Macro data to be the driving force this week
With most companies having already published their Q4 earnings, the financial markets will be forced to rely on other news sources for direction. However, a small rearguard of companies will be announcing their results. In the Netherlands the most prominent of these are Vastned Retail, ASMI and SIM card manufacturer Gemalto which, despite actually being a French company, is listed on the AEX. It was in the news last week with reports that data on SIM cards had been hacked by the NSA. Companies in the international arena scheduled to announce their earnings this week include Barclays and Standard Chartered.
The most telling news will be on the macro side, and will include final data on the sentiment among purchasing managers in a range of countries. Further news that will draw much interest will be the initial estimates of inflation in the eurozone in February.
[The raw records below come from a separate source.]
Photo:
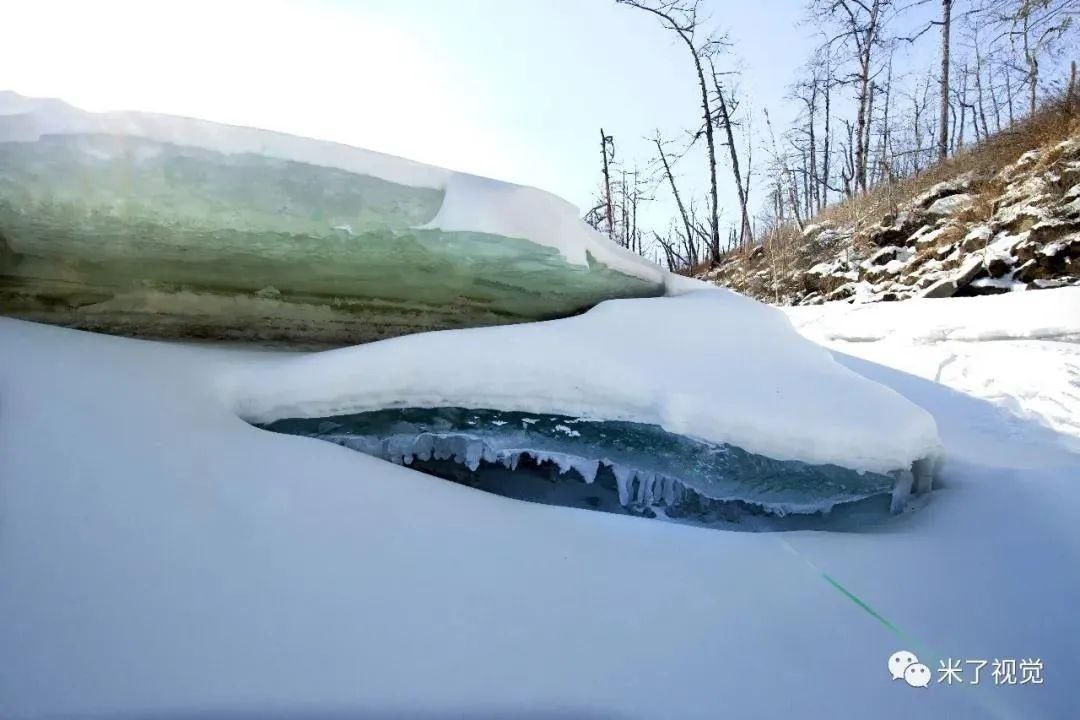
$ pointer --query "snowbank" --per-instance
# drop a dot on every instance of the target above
(1020, 351)
(1039, 315)
(162, 558)
(710, 364)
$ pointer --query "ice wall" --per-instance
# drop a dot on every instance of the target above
(653, 471)
(149, 225)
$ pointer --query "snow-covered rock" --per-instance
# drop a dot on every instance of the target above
(638, 361)
(162, 558)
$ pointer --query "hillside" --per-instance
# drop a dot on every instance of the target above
(1002, 216)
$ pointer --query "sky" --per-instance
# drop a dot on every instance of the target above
(516, 90)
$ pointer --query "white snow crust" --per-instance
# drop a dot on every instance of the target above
(709, 364)
(471, 203)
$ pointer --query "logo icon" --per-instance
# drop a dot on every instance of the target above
(900, 662)
(917, 675)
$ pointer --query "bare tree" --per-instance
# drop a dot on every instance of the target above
(861, 25)
(943, 111)
(726, 109)
(607, 149)
(680, 16)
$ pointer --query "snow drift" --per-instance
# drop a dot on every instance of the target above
(707, 364)
(149, 225)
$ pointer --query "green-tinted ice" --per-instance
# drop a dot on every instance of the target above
(131, 235)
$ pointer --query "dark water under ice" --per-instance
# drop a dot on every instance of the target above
(611, 466)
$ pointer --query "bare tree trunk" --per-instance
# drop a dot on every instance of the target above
(744, 231)
(946, 29)
(685, 30)
(867, 128)
(979, 92)
(1009, 95)
(1033, 60)
(605, 140)
(825, 149)
(994, 102)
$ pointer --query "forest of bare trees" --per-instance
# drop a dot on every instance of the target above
(862, 121)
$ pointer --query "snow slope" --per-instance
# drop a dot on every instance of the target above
(162, 558)
(748, 380)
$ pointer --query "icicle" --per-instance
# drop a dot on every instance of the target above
(622, 479)
(669, 491)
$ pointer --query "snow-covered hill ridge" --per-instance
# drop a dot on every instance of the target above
(471, 203)
(964, 235)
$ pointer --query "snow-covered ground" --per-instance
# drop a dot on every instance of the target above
(161, 557)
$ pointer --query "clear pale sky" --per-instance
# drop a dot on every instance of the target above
(510, 89)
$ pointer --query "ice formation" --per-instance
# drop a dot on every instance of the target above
(646, 469)
(151, 225)
(746, 380)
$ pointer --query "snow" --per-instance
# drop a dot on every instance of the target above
(1016, 350)
(1052, 315)
(750, 381)
(161, 557)
(950, 204)
(470, 203)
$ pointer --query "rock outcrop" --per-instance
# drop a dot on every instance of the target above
(1021, 230)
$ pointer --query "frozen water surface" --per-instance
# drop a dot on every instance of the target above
(608, 465)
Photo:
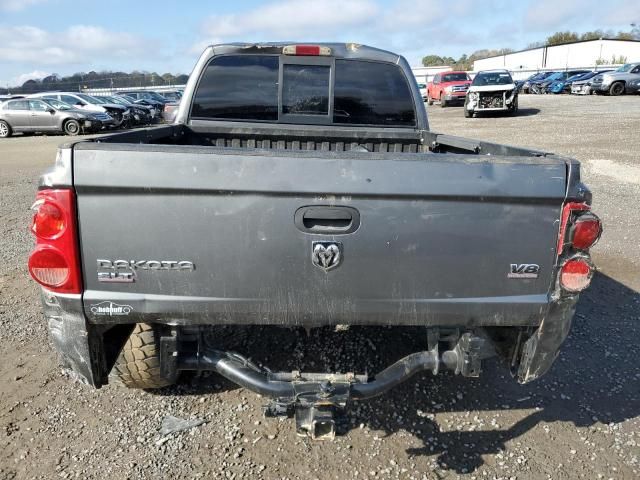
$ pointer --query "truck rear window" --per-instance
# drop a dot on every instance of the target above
(245, 87)
(239, 87)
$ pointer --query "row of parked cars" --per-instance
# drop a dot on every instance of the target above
(623, 80)
(73, 113)
(489, 91)
(495, 90)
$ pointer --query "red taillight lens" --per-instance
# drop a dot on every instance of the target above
(575, 275)
(306, 50)
(586, 231)
(48, 219)
(54, 263)
(48, 267)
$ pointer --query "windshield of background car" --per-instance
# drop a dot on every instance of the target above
(492, 78)
(157, 96)
(455, 77)
(118, 100)
(87, 98)
(627, 67)
(577, 76)
(245, 87)
(57, 104)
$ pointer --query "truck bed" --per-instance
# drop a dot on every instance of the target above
(438, 231)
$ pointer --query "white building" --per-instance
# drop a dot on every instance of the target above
(583, 54)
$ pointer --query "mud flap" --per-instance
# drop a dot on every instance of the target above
(541, 350)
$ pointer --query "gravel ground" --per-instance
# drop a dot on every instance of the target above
(579, 421)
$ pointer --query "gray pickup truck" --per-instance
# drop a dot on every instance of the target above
(300, 186)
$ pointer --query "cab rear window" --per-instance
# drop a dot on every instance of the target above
(354, 92)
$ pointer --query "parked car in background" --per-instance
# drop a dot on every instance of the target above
(448, 88)
(169, 112)
(633, 86)
(491, 91)
(423, 90)
(542, 86)
(157, 106)
(147, 110)
(47, 116)
(147, 95)
(86, 102)
(582, 86)
(136, 114)
(172, 95)
(616, 82)
(564, 86)
(526, 85)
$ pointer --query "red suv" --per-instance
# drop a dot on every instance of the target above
(448, 87)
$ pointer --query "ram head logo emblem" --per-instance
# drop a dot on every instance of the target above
(326, 255)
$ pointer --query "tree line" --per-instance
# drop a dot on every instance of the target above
(105, 79)
(465, 62)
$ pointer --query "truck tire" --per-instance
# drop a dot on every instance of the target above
(616, 89)
(138, 365)
(5, 129)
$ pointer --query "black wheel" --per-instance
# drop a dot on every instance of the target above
(616, 89)
(5, 129)
(138, 365)
(72, 127)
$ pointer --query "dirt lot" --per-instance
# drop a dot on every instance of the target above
(580, 421)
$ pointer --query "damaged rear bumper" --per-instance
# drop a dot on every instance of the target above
(541, 349)
(82, 346)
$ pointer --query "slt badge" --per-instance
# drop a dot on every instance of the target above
(326, 255)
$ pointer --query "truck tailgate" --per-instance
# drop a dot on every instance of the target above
(437, 236)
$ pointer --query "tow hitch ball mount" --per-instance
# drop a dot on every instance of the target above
(316, 405)
(314, 399)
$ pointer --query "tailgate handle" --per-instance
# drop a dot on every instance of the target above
(330, 220)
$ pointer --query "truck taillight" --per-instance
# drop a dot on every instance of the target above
(306, 50)
(586, 231)
(54, 262)
(575, 274)
(579, 228)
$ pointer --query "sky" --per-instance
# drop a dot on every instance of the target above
(40, 37)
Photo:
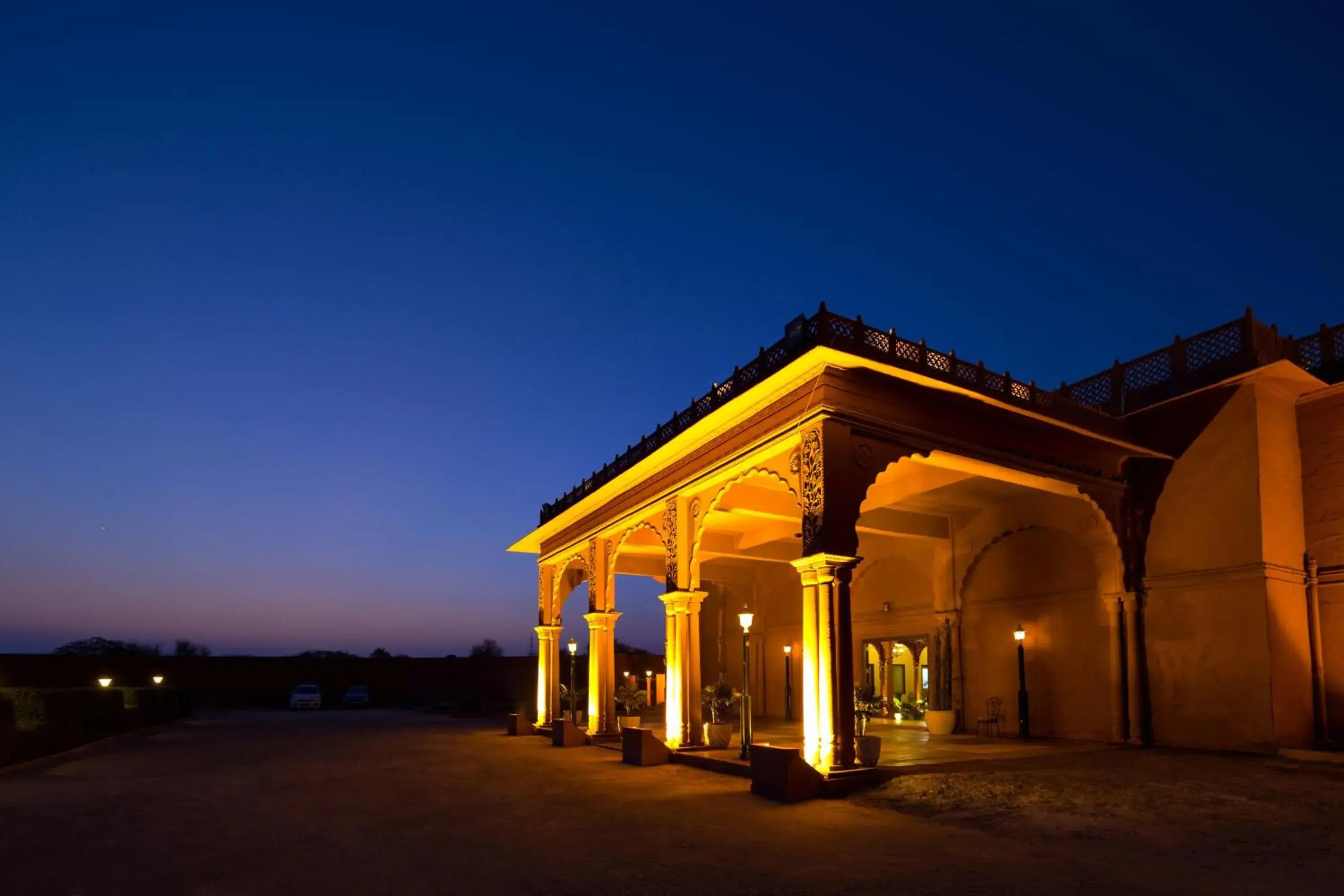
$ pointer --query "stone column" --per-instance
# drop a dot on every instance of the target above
(827, 661)
(955, 646)
(1133, 665)
(683, 711)
(601, 672)
(1115, 605)
(547, 673)
(1314, 624)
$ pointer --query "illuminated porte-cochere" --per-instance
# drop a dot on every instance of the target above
(1164, 539)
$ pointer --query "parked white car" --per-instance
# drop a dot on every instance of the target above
(306, 698)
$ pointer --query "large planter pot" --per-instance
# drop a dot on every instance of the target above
(867, 750)
(941, 722)
(718, 735)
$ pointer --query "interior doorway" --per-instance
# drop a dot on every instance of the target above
(897, 669)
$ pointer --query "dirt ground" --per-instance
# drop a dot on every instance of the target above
(1170, 801)
(389, 802)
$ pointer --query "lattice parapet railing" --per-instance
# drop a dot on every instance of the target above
(1320, 351)
(1203, 359)
(855, 338)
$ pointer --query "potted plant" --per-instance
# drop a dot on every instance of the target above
(941, 719)
(631, 700)
(866, 706)
(719, 698)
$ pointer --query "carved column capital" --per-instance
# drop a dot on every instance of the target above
(603, 621)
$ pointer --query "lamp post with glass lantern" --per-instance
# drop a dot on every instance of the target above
(745, 618)
(574, 649)
(1023, 710)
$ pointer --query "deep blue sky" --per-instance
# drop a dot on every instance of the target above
(303, 316)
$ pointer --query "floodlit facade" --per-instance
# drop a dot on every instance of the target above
(1168, 534)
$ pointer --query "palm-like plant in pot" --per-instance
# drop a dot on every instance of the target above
(719, 698)
(866, 706)
(631, 700)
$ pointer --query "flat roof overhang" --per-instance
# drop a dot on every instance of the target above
(780, 383)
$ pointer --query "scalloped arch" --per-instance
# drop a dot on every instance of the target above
(558, 579)
(616, 550)
(980, 555)
(741, 477)
(890, 466)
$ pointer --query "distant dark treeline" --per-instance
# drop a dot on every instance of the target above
(465, 684)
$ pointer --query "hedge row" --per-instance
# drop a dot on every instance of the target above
(37, 722)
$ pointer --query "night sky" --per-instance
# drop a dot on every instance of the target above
(303, 316)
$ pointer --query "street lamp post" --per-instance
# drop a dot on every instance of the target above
(1023, 707)
(745, 618)
(574, 715)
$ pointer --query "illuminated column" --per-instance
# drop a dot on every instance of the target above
(827, 660)
(682, 704)
(547, 673)
(1133, 607)
(1115, 603)
(601, 672)
(695, 715)
(672, 691)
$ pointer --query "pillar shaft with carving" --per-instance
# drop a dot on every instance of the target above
(682, 707)
(547, 673)
(1115, 629)
(601, 707)
(1133, 665)
(827, 661)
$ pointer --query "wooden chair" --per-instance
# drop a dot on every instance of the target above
(991, 719)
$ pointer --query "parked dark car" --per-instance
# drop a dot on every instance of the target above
(306, 698)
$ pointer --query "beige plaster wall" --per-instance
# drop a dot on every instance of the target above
(1225, 621)
(1320, 424)
(1046, 581)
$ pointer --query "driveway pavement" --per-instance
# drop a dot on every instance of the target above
(390, 802)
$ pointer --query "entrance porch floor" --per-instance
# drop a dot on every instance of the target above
(908, 746)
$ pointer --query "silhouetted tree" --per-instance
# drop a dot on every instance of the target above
(185, 648)
(108, 648)
(488, 648)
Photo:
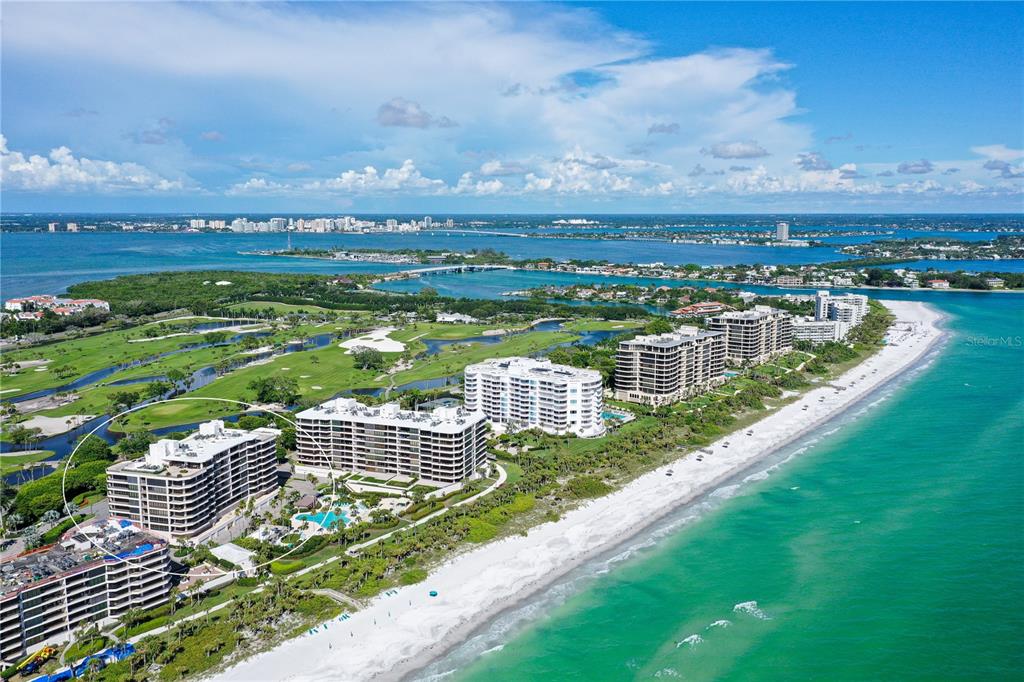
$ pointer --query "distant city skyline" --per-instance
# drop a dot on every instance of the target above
(443, 109)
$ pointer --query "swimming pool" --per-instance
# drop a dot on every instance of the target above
(328, 519)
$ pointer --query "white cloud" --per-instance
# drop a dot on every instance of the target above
(62, 171)
(259, 185)
(745, 150)
(915, 167)
(468, 184)
(998, 152)
(400, 113)
(812, 161)
(496, 167)
(369, 181)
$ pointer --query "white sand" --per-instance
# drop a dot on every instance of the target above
(403, 631)
(377, 339)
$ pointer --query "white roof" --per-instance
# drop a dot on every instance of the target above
(211, 439)
(528, 368)
(450, 420)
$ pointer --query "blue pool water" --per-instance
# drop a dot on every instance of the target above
(328, 519)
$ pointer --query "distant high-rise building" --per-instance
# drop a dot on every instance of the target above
(756, 335)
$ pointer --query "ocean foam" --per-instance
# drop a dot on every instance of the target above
(751, 608)
(692, 640)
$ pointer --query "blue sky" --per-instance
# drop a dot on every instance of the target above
(522, 108)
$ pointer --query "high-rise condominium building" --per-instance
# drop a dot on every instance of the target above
(92, 574)
(849, 308)
(523, 393)
(818, 331)
(756, 335)
(181, 487)
(444, 445)
(658, 369)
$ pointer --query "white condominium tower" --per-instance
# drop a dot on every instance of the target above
(523, 393)
(756, 335)
(91, 574)
(849, 308)
(181, 487)
(782, 231)
(659, 369)
(444, 445)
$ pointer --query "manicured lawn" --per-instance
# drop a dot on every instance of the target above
(332, 371)
(11, 462)
(454, 359)
(71, 359)
(329, 368)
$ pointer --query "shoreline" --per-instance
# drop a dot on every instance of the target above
(477, 585)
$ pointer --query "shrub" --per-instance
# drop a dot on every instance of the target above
(587, 486)
(480, 531)
(413, 577)
(286, 567)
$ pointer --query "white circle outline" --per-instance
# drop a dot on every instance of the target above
(249, 406)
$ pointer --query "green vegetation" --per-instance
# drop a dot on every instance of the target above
(587, 486)
(85, 647)
(13, 462)
(87, 473)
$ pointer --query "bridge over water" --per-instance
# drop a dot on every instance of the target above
(451, 269)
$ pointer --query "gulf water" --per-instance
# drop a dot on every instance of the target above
(888, 547)
(47, 263)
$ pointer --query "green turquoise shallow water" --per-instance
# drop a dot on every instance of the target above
(891, 549)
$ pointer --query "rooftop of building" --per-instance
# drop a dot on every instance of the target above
(680, 336)
(451, 419)
(107, 540)
(528, 368)
(176, 457)
(757, 312)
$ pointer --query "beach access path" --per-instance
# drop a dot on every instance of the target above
(406, 629)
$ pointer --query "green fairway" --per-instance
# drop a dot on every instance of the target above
(69, 360)
(602, 325)
(11, 462)
(324, 373)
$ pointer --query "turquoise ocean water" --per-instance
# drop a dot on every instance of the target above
(890, 547)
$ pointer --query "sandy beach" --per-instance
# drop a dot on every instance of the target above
(401, 632)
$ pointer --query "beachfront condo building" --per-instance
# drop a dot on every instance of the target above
(818, 331)
(523, 393)
(756, 335)
(659, 369)
(182, 487)
(443, 445)
(848, 308)
(91, 574)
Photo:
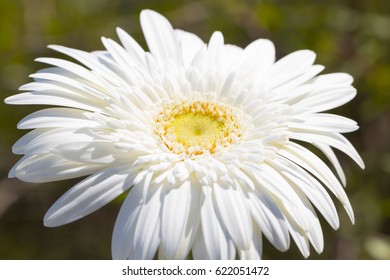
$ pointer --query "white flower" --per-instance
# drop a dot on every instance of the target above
(206, 138)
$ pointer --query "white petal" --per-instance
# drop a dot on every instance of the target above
(313, 190)
(269, 218)
(309, 161)
(89, 195)
(50, 167)
(160, 37)
(300, 238)
(90, 60)
(123, 235)
(190, 45)
(174, 215)
(134, 50)
(333, 159)
(255, 249)
(191, 228)
(333, 139)
(146, 235)
(290, 67)
(326, 98)
(57, 117)
(325, 122)
(46, 98)
(217, 245)
(234, 214)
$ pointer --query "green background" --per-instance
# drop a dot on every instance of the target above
(348, 36)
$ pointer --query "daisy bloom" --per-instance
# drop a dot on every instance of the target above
(208, 139)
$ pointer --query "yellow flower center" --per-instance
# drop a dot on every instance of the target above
(197, 127)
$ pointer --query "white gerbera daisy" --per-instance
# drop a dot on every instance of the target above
(204, 137)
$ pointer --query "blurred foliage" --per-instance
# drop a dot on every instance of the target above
(348, 36)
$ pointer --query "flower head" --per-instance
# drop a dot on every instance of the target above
(206, 138)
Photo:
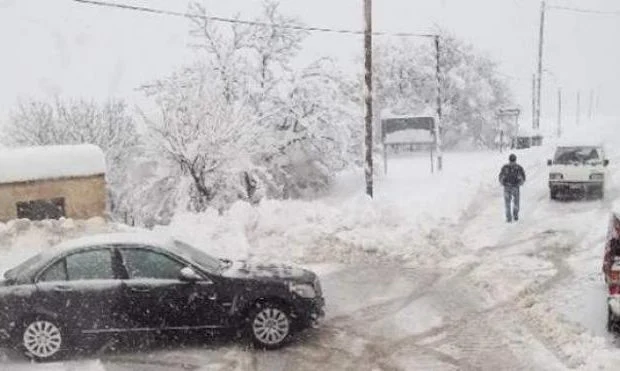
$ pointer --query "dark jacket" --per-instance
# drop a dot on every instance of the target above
(512, 175)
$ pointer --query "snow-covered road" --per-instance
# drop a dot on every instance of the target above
(469, 293)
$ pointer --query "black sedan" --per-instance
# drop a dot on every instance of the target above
(137, 283)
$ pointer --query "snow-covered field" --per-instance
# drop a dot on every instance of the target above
(426, 276)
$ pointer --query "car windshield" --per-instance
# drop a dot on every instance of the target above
(199, 257)
(571, 155)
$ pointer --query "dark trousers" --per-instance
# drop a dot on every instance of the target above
(511, 200)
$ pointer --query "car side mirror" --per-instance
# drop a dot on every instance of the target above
(187, 274)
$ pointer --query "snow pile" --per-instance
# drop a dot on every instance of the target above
(50, 162)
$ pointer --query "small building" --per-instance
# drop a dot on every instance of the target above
(527, 138)
(50, 182)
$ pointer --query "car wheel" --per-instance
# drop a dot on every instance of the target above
(553, 194)
(270, 326)
(42, 339)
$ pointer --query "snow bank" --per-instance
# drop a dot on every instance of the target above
(21, 239)
(50, 162)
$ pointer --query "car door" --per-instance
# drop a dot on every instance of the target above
(84, 289)
(159, 300)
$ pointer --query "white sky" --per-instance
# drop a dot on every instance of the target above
(51, 46)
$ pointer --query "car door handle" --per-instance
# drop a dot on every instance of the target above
(140, 289)
(62, 288)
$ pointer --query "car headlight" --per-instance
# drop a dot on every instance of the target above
(304, 290)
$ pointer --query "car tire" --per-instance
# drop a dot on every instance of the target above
(612, 321)
(269, 325)
(42, 339)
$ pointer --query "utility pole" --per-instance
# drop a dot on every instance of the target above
(578, 107)
(438, 121)
(368, 94)
(590, 105)
(559, 112)
(540, 56)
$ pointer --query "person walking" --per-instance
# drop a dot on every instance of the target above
(512, 177)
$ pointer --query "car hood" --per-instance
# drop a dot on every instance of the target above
(577, 172)
(245, 270)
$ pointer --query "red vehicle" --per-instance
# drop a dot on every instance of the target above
(611, 269)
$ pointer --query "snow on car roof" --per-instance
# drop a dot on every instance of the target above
(50, 162)
(125, 238)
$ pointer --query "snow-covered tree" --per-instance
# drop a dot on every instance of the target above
(64, 121)
(472, 88)
(242, 123)
(204, 138)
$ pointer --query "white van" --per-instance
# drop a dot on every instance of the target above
(578, 169)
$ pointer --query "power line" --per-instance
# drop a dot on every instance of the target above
(586, 11)
(246, 22)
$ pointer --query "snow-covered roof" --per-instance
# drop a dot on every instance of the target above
(582, 142)
(50, 162)
(125, 238)
(409, 136)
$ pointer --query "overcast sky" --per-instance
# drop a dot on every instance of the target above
(59, 46)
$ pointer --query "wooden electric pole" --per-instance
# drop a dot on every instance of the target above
(559, 112)
(438, 121)
(368, 94)
(591, 105)
(533, 102)
(540, 57)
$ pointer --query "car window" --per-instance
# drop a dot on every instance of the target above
(90, 265)
(142, 263)
(56, 272)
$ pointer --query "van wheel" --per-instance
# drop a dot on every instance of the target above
(270, 326)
The expectation is that prices have continued to fall, though the return of inflation (albeit minor) in Germany that was announced on Friday morning offers some encouragement. Germany will also be publishing data about industrial orders in January, which may provide information about the developments in the German economy as the principal driver of the European economy. This is also true of retail sales, details of which will be published for Germany and the European Union as a whole for January. The week will close with the publication of February’s job market figures in the United States on Friday, specifically non-farm employment and the unemployment rate. Expectations are high for both, with the former growing by 235,000 jobs and the latter falling to 5.6% of the working population (against 5.7% in January).